On March 10, the Knicks were less than 48 hours removed from a stinker of a loss to a Philadelphia 76ers team that would finish 18-64. Van Gundy was reinstalling an offense centered around Patrick Ewing after Nelson had made the decision to run everything through point forward Anthony Mason. (Naturally, Ewing was not exactly pleased with this decision.) The day after he was fired, Nelson held a news conference at Mickey Mantle’s restaurant on Central Park South, explaining his side of the story – he was miffed that the front office had opposed his decision to trade John Starks for Vinny Del Negro – and then inviting all of the media folks to the bar, where the drinks were on him.
The Bulls came into the Garden for a nationally televised Sunday afternoon game sporting a 54-6 record. The Knicks were a mess. Initially, the game was tight — Chicago came back from an early 17-point deficit and led by three points early in the third quarter. But that game changed dramatically from there, with Derek Harper scoring 16 of his 23 points in the third quarter despite being defended by Jordan, and the Knicks pouring it on, holding Chicago to 12 points in the final period and leading by as many as 34 points. The Madison Square Garden crowd gave the team a standing ovation during the entire final minute, and when the game ended the scoreboard read: New York 104, Chicago 72.
And then things got really weird.
NBC had aired a taped interview with Jackson at halftime in which he expressed interest in taking the Knicks job the following season. He was in the final season of his contract, had a tempestuous relationship with Bulls owner Jerry Reisndorf and GM Jerry Krause, and the firing of Nelson had changed his outlook.

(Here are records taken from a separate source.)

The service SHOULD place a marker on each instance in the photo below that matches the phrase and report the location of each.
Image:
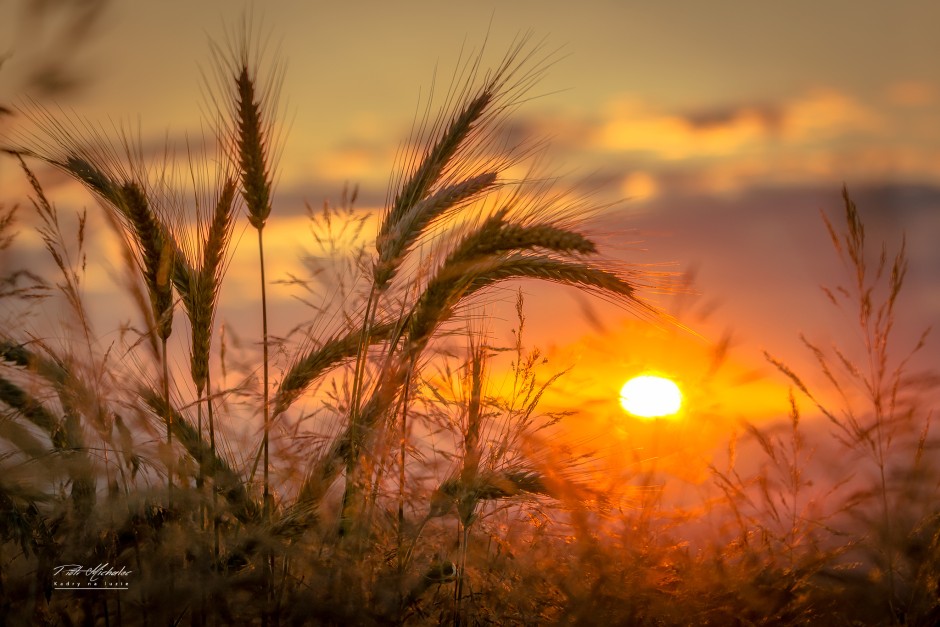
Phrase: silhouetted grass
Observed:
(427, 494)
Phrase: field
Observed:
(392, 460)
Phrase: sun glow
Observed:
(650, 396)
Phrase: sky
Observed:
(718, 131)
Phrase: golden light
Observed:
(650, 396)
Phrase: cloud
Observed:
(634, 126)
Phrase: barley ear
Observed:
(252, 151)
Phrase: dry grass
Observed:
(458, 502)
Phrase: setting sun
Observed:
(650, 396)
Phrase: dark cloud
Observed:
(770, 116)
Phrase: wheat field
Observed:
(377, 466)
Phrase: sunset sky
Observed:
(724, 127)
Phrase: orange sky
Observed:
(727, 126)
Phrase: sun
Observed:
(651, 396)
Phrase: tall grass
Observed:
(403, 479)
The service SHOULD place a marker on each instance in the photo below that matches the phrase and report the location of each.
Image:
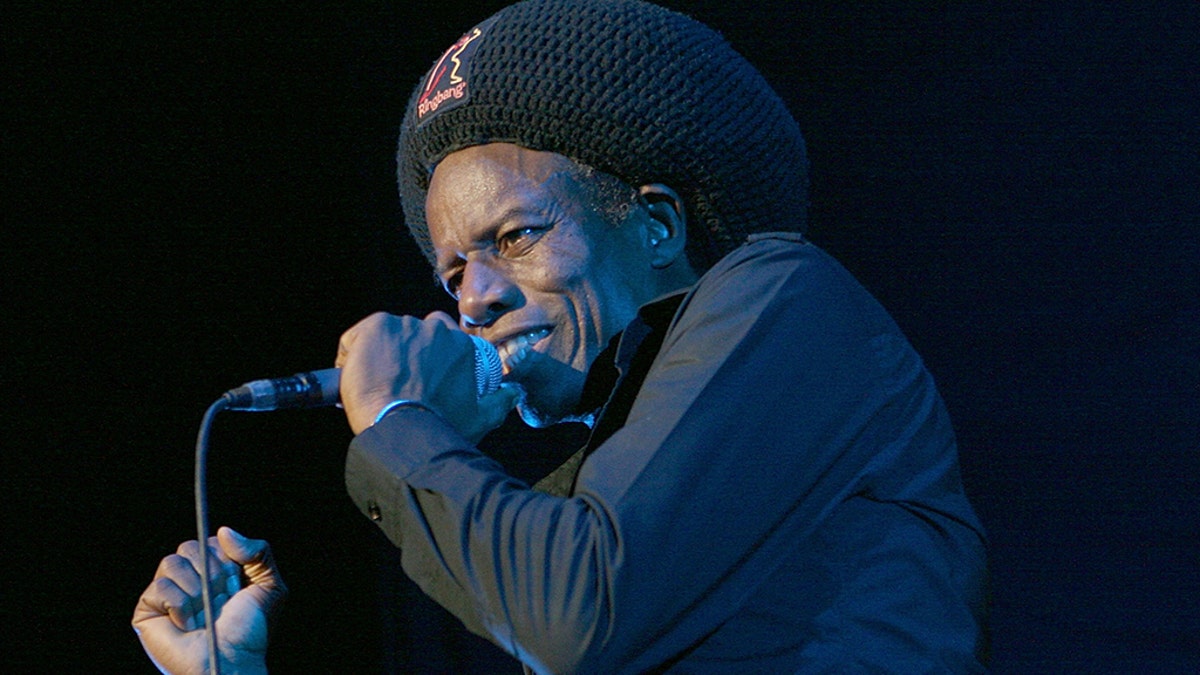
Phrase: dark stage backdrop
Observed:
(203, 195)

When Jordan was asked about Jackson’s comments in his postgame interview, he sprayed gasoline on the fire. From the AP story I wrote that evening:
“Of course it changes things,” Jackson said when asked whether the Knicks’ coaching situation had affected his thinking. “When I started talking to management about the job and a new contract, the fact was that there was no availability in this league with contending teams. Suddenly, many jobs are open and that changes dramatically the opportunities that a person has to go to.” Then, Michael Jordan came out and said he and Jackson have “linked our destinies together.” Translation: If Jackson leaves, Jordan leaves. “My decision as far as playing in Chicago strictly relies on being with Phil. If he’s not asked back or things don’t work out, I’ll have to evaluate the situation,” said Jordan, who becomes a free agent after this season.

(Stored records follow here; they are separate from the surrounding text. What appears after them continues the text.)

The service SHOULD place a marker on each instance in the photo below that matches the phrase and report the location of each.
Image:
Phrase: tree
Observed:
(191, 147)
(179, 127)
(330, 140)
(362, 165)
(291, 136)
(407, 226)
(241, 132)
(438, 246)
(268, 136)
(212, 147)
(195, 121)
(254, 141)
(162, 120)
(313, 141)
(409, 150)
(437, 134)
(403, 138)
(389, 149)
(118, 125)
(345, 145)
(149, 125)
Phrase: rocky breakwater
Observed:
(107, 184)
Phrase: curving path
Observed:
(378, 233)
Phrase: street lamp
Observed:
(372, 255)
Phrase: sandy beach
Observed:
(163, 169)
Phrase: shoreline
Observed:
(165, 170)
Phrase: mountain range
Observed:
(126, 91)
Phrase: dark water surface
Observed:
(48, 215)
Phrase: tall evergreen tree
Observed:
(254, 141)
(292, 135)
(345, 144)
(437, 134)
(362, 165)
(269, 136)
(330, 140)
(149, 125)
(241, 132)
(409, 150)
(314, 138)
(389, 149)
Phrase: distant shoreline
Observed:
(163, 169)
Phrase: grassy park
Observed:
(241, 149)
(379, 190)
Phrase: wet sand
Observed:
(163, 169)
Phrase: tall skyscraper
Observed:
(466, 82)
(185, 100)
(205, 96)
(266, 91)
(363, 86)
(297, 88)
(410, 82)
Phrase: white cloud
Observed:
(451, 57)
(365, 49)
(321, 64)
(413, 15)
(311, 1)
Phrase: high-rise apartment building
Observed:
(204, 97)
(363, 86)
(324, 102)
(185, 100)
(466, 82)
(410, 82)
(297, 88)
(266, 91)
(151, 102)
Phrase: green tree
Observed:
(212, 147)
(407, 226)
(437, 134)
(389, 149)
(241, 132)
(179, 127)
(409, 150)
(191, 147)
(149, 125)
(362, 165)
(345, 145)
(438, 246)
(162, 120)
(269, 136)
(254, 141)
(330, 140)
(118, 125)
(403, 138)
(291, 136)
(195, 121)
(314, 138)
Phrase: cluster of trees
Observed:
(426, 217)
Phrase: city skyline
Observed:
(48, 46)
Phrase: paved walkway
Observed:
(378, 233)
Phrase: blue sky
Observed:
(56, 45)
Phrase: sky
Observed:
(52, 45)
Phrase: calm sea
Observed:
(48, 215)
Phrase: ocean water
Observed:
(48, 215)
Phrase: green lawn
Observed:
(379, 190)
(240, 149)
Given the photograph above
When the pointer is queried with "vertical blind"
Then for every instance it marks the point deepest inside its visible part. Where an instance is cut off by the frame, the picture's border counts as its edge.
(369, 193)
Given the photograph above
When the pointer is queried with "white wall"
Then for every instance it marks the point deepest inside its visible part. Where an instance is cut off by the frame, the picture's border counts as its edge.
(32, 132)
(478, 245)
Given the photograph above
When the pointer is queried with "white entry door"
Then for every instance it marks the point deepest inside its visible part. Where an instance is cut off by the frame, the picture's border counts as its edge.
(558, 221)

So as we continue to draw parallels between the ’95-96 Bulls and the current Warriors, keep one thing in mind: Any drama the Warriors produce to match the drama that was the Bulls that season will have to come on the court, not off it. Steve Kerr isn’t going anywhere. Steph Curry isn’t going anywhere. And dare I predict these Warriors are never going to lose a game by 34 points.

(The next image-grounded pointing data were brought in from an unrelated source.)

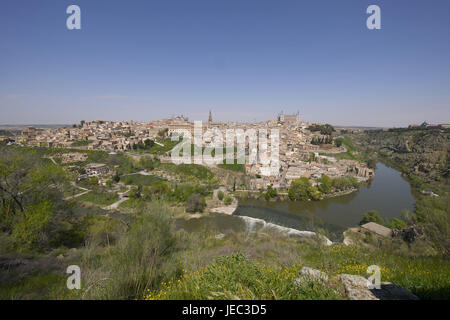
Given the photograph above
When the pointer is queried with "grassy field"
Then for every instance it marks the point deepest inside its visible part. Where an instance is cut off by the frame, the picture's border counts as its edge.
(139, 179)
(99, 198)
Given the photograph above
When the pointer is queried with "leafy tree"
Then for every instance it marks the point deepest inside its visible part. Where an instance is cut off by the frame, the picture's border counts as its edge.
(338, 142)
(228, 200)
(325, 184)
(147, 163)
(149, 143)
(372, 216)
(298, 190)
(195, 203)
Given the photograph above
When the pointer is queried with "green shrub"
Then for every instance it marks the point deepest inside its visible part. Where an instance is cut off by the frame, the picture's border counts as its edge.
(228, 200)
(140, 260)
(372, 216)
(195, 203)
(235, 277)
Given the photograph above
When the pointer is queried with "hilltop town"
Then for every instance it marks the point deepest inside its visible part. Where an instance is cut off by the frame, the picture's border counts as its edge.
(305, 150)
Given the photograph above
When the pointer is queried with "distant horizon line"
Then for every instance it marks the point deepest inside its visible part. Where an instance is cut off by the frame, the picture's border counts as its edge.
(71, 124)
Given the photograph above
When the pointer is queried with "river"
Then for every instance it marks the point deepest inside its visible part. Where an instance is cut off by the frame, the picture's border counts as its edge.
(388, 193)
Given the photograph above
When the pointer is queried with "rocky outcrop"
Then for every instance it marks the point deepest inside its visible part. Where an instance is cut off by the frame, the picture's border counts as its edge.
(363, 172)
(313, 274)
(357, 288)
(409, 234)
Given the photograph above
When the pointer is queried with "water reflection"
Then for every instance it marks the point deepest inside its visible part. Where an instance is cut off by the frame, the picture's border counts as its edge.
(388, 193)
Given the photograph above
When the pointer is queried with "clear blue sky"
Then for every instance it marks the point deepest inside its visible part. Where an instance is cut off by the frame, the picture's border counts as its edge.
(244, 59)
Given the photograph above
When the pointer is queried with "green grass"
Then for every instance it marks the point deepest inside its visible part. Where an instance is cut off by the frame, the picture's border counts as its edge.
(427, 277)
(187, 171)
(99, 198)
(235, 277)
(139, 179)
(38, 286)
(81, 143)
(157, 149)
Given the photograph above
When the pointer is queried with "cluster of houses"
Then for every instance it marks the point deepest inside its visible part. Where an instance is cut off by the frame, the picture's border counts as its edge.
(298, 157)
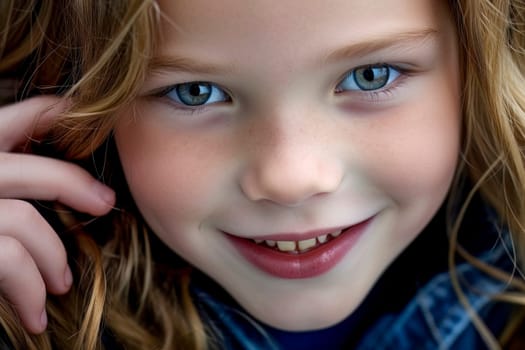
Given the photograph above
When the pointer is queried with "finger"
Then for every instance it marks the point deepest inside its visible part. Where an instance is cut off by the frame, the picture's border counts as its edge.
(23, 223)
(28, 119)
(29, 176)
(21, 284)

But as I said two weeks ago on CineSport, and as columnist Paul Ladewski (who covered those Bulls and these Warriors) echoed a couple days later, the Bulls’ 72-win record is in serious jeopardy.
I have never seen an NBA team as dominant as these Warriors, and what I have been seeing from the rest of the West (outside of San Antonio), nobody out there would scare me if I was a Warriors fan. So, Dubs Nation, sit back and enjoy the ride.